In this step (10), it is spray-dried (be concentrated in vacuo, be spray-dried the processing procedure being removing water) after being concentrated in vacuo by polypeptide mixed liquor, obtains polypeptide.
The protein utilization of the present embodiment > 80%(weight), the protein content of the polypeptide products obtained > and 70%(weight).
Embodiment 3
In the present embodiment, the production process of polypeptide improving protein utilization in turn includes the following steps:
(1) pretreatment of raw material: take proteinaceous raw material (raw material is to split to split the kettle algae dregs of rice, its protein content after kettle algae carries oil > 40% (weight)), obtain the first feed liquid after soaking;
In this step (1), the weight of the water added is 9 times of raw material;Soak time is 45 minutes.

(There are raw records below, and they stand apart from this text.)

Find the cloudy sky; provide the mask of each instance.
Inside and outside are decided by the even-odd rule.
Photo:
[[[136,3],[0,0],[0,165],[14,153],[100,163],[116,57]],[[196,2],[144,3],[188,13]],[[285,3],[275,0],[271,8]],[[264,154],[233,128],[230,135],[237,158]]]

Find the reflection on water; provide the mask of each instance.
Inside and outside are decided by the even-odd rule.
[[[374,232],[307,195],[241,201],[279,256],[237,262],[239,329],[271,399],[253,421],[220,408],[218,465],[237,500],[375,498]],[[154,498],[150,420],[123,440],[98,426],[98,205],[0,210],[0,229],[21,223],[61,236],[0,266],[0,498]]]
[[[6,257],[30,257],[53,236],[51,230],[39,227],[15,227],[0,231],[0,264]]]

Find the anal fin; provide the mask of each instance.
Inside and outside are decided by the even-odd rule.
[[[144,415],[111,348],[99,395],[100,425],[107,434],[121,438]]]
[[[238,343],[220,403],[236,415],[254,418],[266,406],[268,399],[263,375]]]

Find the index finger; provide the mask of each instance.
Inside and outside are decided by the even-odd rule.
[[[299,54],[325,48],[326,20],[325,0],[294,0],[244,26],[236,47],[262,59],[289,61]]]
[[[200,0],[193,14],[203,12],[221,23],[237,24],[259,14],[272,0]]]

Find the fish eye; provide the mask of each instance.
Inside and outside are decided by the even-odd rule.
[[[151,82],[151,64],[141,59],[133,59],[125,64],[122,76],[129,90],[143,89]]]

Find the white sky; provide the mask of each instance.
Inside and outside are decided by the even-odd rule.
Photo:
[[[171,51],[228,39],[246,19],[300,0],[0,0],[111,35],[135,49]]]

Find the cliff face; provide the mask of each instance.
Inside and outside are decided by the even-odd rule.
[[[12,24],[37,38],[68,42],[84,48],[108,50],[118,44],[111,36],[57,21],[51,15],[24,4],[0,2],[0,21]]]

(2) homogeneous processes: carry out homogeneous process after the first feed liquid that step (1) obtains being stirred;
In this step (2), homogeneous process temperature be 50 DEG C, pressure be 15MPa under conditions of carry out.

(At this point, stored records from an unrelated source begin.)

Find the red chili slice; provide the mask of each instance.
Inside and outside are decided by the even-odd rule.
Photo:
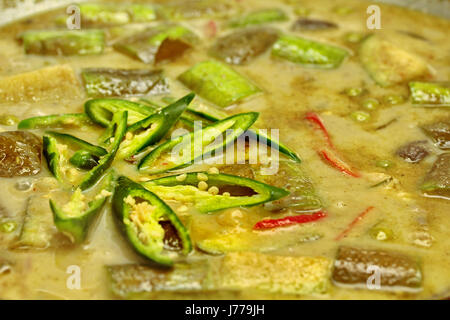
[[[323,124],[322,119],[320,119],[319,115],[315,112],[308,112],[305,116],[305,119],[308,120],[309,122],[315,124],[317,127],[319,127],[320,131],[322,131],[322,133],[325,137],[325,140],[328,143],[328,146],[331,149],[334,149],[333,142],[331,142],[330,134],[328,133],[328,130],[325,127],[325,125]]]
[[[213,20],[209,20],[205,25],[205,34],[209,38],[215,37],[217,34],[217,23]]]
[[[289,216],[281,219],[261,220],[253,226],[254,230],[272,229],[278,227],[289,226],[293,224],[301,224],[317,221],[327,216],[325,211],[317,211],[313,214],[301,214],[298,216]]]
[[[353,227],[364,218],[364,216],[366,214],[368,214],[372,209],[374,209],[374,207],[370,206],[368,207],[366,210],[364,210],[363,212],[361,212],[348,226],[347,228],[342,231],[334,240],[339,241],[342,238],[344,238],[352,229]]]
[[[350,168],[348,164],[346,164],[341,159],[337,158],[335,155],[333,155],[331,152],[328,152],[327,150],[320,150],[318,151],[319,155],[322,156],[324,160],[326,160],[332,167],[338,169],[339,171],[348,174],[349,176],[359,178],[361,175]]]

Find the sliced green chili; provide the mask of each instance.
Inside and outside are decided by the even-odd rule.
[[[261,92],[249,80],[218,61],[197,63],[179,75],[178,79],[186,87],[220,107],[227,107]]]
[[[55,137],[58,141],[61,141],[66,145],[70,145],[70,146],[76,147],[78,149],[86,150],[89,153],[91,153],[97,157],[104,156],[105,154],[108,153],[102,147],[93,145],[87,141],[81,140],[81,139],[74,137],[67,133],[61,133],[61,132],[56,132],[56,131],[46,131],[45,133],[47,135],[51,135],[51,136]]]
[[[20,38],[27,54],[100,54],[105,46],[104,32],[94,29],[25,31]]]
[[[59,181],[62,181],[61,170],[64,169],[61,168],[61,166],[64,166],[61,160],[63,157],[68,157],[65,148],[63,149],[58,146],[60,143],[79,149],[69,159],[69,162],[82,169],[92,168],[93,166],[89,164],[92,164],[92,162],[95,163],[101,156],[107,153],[102,147],[95,146],[70,134],[47,131],[44,135],[44,155],[50,171]]]
[[[98,165],[99,160],[99,156],[96,156],[89,151],[78,150],[70,157],[69,162],[77,168],[91,170]]]
[[[450,82],[414,81],[409,90],[414,105],[450,107]]]
[[[132,102],[122,99],[92,99],[84,104],[84,111],[89,118],[108,128],[111,125],[111,119],[117,112],[128,112],[128,125],[132,125],[155,113],[155,108],[148,105]]]
[[[191,113],[199,115],[199,116],[205,118],[206,120],[213,121],[213,122],[216,122],[216,121],[219,121],[221,119],[228,117],[228,114],[225,113],[224,111],[219,110],[214,107],[211,107],[211,106],[208,106],[206,104],[193,103],[188,107],[188,110]],[[261,130],[258,130],[258,129],[249,129],[248,132],[255,135],[255,137],[258,138],[259,142],[264,141],[264,143],[267,145],[270,145],[271,148],[278,148],[278,150],[281,153],[288,156],[295,162],[301,162],[300,157],[298,156],[298,154],[295,151],[293,151],[291,148],[289,148],[288,146],[286,146],[284,143],[280,142],[279,140],[275,140],[274,138],[270,137],[267,133],[265,133]]]
[[[92,124],[84,113],[54,114],[24,119],[17,125],[18,129],[83,127]]]
[[[132,247],[142,256],[164,266],[173,265],[167,251],[192,250],[189,233],[177,215],[155,194],[126,177],[120,177],[113,209]]]
[[[348,52],[325,43],[290,35],[282,35],[272,48],[272,56],[299,63],[305,67],[334,69]]]
[[[165,172],[188,165],[205,154],[223,150],[224,146],[243,134],[256,121],[258,115],[257,112],[240,113],[217,121],[201,131],[196,130],[168,140],[150,151],[140,161],[138,168],[146,173]],[[229,134],[223,138],[226,131]],[[216,141],[219,136],[223,138],[220,143]],[[177,149],[178,152],[173,153]]]
[[[289,194],[284,189],[256,180],[207,172],[158,178],[143,185],[164,200],[192,202],[202,213],[255,206]]]
[[[112,143],[111,149],[108,154],[100,158],[98,165],[92,168],[83,177],[83,180],[79,186],[81,190],[86,190],[92,187],[101,178],[103,173],[111,166],[127,131],[127,118],[128,111],[122,111],[114,114],[112,120],[112,127],[114,128],[114,142]]]
[[[177,122],[194,97],[195,94],[188,94],[161,111],[131,125],[127,131],[132,133],[133,137],[130,140],[123,141],[118,157],[122,159],[130,157],[161,140]]]
[[[148,104],[150,107],[154,108],[162,108],[159,103],[156,103],[152,100],[141,98],[141,102]],[[164,103],[173,103],[176,101],[173,97],[162,97],[161,101]],[[212,122],[216,121],[214,119],[218,118],[226,118],[228,114],[219,110],[217,108],[212,108],[209,106],[203,106],[198,103],[191,103],[187,107],[186,111],[181,115],[180,120],[185,124],[189,129],[194,128],[195,121],[201,121],[202,126],[210,125]]]
[[[103,179],[98,195],[92,201],[86,202],[85,195],[79,188],[75,190],[70,201],[63,207],[50,199],[53,220],[58,230],[68,235],[75,243],[83,242],[92,220],[100,212],[113,191],[114,173],[110,172]]]
[[[58,148],[56,138],[44,135],[42,137],[42,153],[47,161],[47,166],[53,176],[60,182],[63,181],[61,157],[64,156]]]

(3) alkali protease enzymolysis: adjust its temperature after the first feed liquid sterilizing after being processed by homogeneous to 45 DEG C of (the first feed liquid sterilizing 20 minutes at 90 DEG C after being processed by homogeneous, it is subsequently cooled to 45 DEG C), and regulate its pH value to 8.0, it is subsequently adding the protease (being Protamex compound protease) accounting for raw material weight 3%, enzymolysis 2 hours in the case of stirring;
(4) go out for the first time enzyme, centrifugation: enzyme that the enzymolysis liquid that step (3) obtains is gone out (enzymolysis liquid that step (3) is obtained go out at 90 DEG C enzyme 12 minutes), be then centrifuged 11 minutes with the rotating speed of 4000 revs/min, obtain supernatant A and precipitate A;
(5) neutral protease enzymolysis: add water precipitate A and stir 7 times of precipitate A (weight of the water added be), obtains the second feed liquid;Then the temperature of the second feed liquid is adjusted to 40 DEG C, and regulate its pH value to 7.5, add the protease (papain and the combination of food flavor enzyme, wherein papain and food flavor enzyme weight respectively account for half) accounting for precipitate A weight 4%, enzymolysis 2 hours in the case of stirring;
(6) second time is gone out enzyme, centrifugation: the enzyme that gone out by the enzymolysis liquid that step (5) obtains (enzymolysis liquid step (5) obtained go out at 90 DEG C enzyme 12 minutes), is then centrifuged 15 minutes with the rotating speed of 3500 revs/min, obtains supernatant B and precipitate B;
(7) acid protease enzymolysis: add water precipitate B and stir 7 times of precipitate B (weight of the water added be), obtains the 3rd feed liquid;Then the temperature of the 3rd feed liquid is adjusted to 45 DEG C, and regulate its pH value to 4, add the protease (acid protease and pepsic combination, wherein acid protease and pepsin weight respectively account for half) accounting for precipitate B weight 3%, enzymolysis 1.5 hours in the case of stirring;
(8) third time is gone out enzyme, centrifugation: the enzyme that gone out by the enzymolysis liquid that step (7) obtains (enzymolysis liquid step (7) obtained go out at 90 DEG C enzyme 12 minutes), is then centrifuged 12 minutes with the rotating speed of 3500 revs/min, discards precipitation, obtain supernatant C;
(9) supernatant A, supernatant B and supernatant C mixed and be mixed the pH value of liquid and be adjusted to 6.8, obtaining polypeptide mixed liquor;
(10) remove the water in polypeptide mixed liquor, obtain polypeptide.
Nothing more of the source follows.